11 MAY 2020 CURRENT AFFAIRS

Mission SAGAR:

The government of India has launched Mission Sagar amid the Covid-19 pandemic to help Indian Ocean Region countries. The neighboring countries in the Southern Indian Ocean including Maldives, Mauritius, Madagascar, Comoros, and Seychelles had requested India for assistance in dealing with the COVID-19 pandemic.

  • As part of the mission, INS Kesari would enter the Port of Male in the Republic of Maldives, to provide them 600 tons of food provisions.
  • The deployment is in consonance with the PM’s vision of Security and Growth for All in the Region ‘SAGAR’.
  • Amid Covid-19 pandemic mission, Sagar is being progressed in close coordination with Ministries of Defence and External Affairs.
  • This mission will further strengthen India’s ties with its neighboring countries. Under the mission, the ship will deliver consignments of COVID related essential medicines to Mauritius, Madagascar, Comoros and Seychelles and about 600 tonnes of food items to the Maldives.
  •  Further, in the case of Mauritius, a special consignment of Ayurvedic medicines is also being sent,” Ministry of External Affairs stated. “The consignments meant for Madagascar and Comoros also includes Hydroxychloroquine tablets, which have already been sent earlier to Mauritius, Maldives, and Seychelles.

 

Pranavayu programme:

The Bengaluru city corporation has launched Pranavayu programme to create awareness on the need to self examine the respiratory health for Bengaloreans.

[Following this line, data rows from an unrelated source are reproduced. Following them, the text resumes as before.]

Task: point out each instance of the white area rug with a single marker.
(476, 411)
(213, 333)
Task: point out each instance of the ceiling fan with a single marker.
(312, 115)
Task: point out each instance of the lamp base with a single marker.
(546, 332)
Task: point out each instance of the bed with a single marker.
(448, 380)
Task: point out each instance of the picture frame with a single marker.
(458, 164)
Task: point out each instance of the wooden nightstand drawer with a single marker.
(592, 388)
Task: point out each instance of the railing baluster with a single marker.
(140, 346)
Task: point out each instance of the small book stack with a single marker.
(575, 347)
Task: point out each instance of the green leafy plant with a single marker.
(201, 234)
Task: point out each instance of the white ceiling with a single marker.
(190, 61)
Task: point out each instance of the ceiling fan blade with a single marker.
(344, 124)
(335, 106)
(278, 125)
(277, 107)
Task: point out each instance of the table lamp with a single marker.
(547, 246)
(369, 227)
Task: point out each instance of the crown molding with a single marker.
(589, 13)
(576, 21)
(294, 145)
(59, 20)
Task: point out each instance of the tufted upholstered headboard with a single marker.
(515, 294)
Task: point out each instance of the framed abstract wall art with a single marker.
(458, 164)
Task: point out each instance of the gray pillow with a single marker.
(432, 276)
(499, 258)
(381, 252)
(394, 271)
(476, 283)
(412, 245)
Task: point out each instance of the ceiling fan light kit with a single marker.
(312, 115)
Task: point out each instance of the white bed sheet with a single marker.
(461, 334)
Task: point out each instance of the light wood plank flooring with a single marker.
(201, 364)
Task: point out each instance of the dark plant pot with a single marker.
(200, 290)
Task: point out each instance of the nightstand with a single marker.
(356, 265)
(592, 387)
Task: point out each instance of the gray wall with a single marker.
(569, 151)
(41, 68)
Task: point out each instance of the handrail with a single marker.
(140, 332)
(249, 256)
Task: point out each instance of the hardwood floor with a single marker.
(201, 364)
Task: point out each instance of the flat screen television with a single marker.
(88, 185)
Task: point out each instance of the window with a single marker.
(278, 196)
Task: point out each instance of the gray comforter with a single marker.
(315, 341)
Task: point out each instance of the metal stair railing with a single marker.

  • It is an attempt to help people with low oxygen levels in their blood to get themselves checked early before their ailments become fatal.
  • Several deaths due to COVID-19 are reported due to Severe Acute Respiratory illness (SARI).

 

Shekatkar committee :

Union Defence Minister Shri Rajnath Singh recently approved the abolition of 9,304 posts in the military engineering services. The posts were abolished based on the recommendation of the Shekatar Committee.

The Shekatkar Committee was set up by former defence minister Manohar Parrikar and submitted its report in December 2016. The report, which is now the guiding principle for ongoing defence reforms, has never been made public because it covers operational aspects of the armed forces, and its disclosure is not in the interests of national security.

Shekatkar Committee was tasked with suggesting steps to enhance the combat capability of the armed forces.

Measures, as recommended by the Committee and taken up for implementation, include:

  1. Optimization of Signals Establishments to include Radio Monitoring Companies, Corps Air Support Signal Regiments, Air Formation Signal Regiments, Composite Signal Regiments and merger of Corps Operating and Engineering Signal Regiments.
  2. Restructuring of repair echelons in the Army to include Base Workshops, Advance Base Workshops and Static / Station Workshops in the field Army.
  3. Redeployment of Ordnance echelons to include Vehicle Depots, Ordnance Depots and Central Ordnance Depots apart from streamlining inventory control mechanisms.
  4. Better utilization of Supply and Transportation echelons and Animal Transport Units.
  5. Closure of Military Farms and Army Postal Establishments in peace locations.
  6. Enhancement in standards for recruitment of clerical staff and drivers in the Army.
  7. Improving the efficiency of the National Cadet Corps.

 

Inter-State Migrant Act, 1979:

The Inter-State Migrant Workmen (Regulation of Employment and Conditions of Service) Act, 1979, seeks to regulate the employment of inter-State migrants and their conditions of service.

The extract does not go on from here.